Da qualunque lato lo si guardi, l’accordo non va. Chi come Meloni predica l’esternalizzazione delle frontiere europee è finito sbeffeggiato da Kais Saied, che comunque incassa i soldi degli europei. Non vuol dire che l’accordo non abbia conseguenze, anzi. Il trio von der Leyen – Meloni – Rutte, con la presenza fuori telecamera dell’uomo di Orbán, il controverso commissario europeo Olivér Várhelyi, avalla le pratiche tutt’altro che democratiche di Saied e soprattutto installa a sua volta in Ue pratiche che sfuggono al controllo democratico.

Sotto ricatto di Saied

Saied non ha l’intesa con l’Fmi alla quale Bruxelles ha condizionato un prestito di quasi un miliardo. L’Ue arriva comunque in pronto soccorso al dittatore con 150 milioni di sostegno diretto; von der Leyen ha anche promesso cento milioni di fondi europei per la gestione delle frontiere. Ma il testo del memorandum, e le parole di Saied, lasciano intendere che è lui a usare il potere di ricatto.

Il memorandum of understanding siglato domenica impegna l’Ue al sostegno finanziario per la gestione delle frontiere tunisine – il che evoca le motovedette e il supporto Ue alla guardia costiera libica – ma non impegna granché Saied; o meglio, lui si svincola dai tentativi meloniani di fare della Tunisia un’altra Turchia. L’intesa chiarisce che «la Tunisia reitera la sua posizione di non essere un paese dove installare migranti irregolari». Niente esternalizzazione che tanto piace a Meloni, quindi; e neppure molti rimpatri. Il memorandum precisa che le riammissioni varranno solo per «migranti di nazionalità tunisina». Si ipotizzano 6mila rimpatri.

Nel frattempo Saied sta attivamente condizionando i flussi di chi è «di nazionalità non tunisina», con aggressioni e allontanamenti violenti dei migranti subsahariani dalla Tunisia. Una cacciata che gonfia la fuga verso l’Italia. Ma né Meloni, né Rutte, né von der Leyen hanno avuto da ridire; sono rimasti in silenzio mentre il dittatore se la prendeva con «le ong e le loro fake news».

Il «modello» controverso

Meloni va raccontando che questo accordo «sarà un modello» e lancia la conferenza sulle migrazioni prevista domenica a Roma, «protagonista Saied»: pure un palco italiano, per il dittatore. Se questo è un modello, è a dir poco controverso.
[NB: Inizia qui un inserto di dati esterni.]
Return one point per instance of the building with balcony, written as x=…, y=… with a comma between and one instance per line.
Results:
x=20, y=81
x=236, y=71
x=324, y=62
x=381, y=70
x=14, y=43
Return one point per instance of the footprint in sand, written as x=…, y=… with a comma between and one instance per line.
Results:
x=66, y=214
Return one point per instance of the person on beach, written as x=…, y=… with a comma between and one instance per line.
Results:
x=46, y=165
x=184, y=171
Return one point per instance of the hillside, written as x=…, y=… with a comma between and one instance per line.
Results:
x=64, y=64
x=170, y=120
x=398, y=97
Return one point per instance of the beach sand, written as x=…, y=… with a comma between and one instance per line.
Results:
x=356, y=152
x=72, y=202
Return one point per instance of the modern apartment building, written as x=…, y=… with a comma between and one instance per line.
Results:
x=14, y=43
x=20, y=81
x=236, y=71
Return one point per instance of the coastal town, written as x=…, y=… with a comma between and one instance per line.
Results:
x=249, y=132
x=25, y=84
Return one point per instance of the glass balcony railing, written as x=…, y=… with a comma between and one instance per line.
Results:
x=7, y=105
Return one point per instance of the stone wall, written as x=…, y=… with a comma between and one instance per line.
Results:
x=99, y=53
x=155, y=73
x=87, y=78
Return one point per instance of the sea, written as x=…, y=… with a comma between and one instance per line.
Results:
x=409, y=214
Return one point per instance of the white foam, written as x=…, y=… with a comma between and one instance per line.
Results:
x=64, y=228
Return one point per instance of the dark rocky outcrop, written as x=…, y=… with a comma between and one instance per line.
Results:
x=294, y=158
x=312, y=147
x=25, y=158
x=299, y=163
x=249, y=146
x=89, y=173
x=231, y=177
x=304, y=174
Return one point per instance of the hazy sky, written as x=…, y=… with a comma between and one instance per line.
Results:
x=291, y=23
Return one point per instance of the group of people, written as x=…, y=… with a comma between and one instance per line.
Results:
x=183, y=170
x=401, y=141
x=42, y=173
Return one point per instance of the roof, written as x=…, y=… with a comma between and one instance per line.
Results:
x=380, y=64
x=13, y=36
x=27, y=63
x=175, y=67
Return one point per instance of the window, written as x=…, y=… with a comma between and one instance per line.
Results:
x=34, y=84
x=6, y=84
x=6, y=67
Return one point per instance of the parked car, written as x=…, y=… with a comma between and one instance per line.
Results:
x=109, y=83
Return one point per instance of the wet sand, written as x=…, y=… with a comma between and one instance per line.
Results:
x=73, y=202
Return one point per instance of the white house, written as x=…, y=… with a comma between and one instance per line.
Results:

Il patto è stato siglato a nome dell’Ue dal commissario all’allargamento Várhelyi, l’orbaniano al centro di scandali per i rapporti col separatista serbo Dodik. È un’intesa politica di massima da puntellare con ulteriori accordi, e sfugge al controllo degli eletti europei.

Se la presidenza di turno è in mano alla Spagna, a che titolo erano a Tunisi Meloni e il dimissionario Rutte? «Non c’è ruolo formale, c’è l’uso dell’accordo per campagna elettorale o propaganda», dice a Domani l’eurodeputata olandese Sophie in’t Veld. «Von der Leyen fa sì che i confini fra poteri sfumino sempre più, e l’esito è che manca un controllo democratico: chi è accountable? A chi chiederemo conto di questo memorandum?».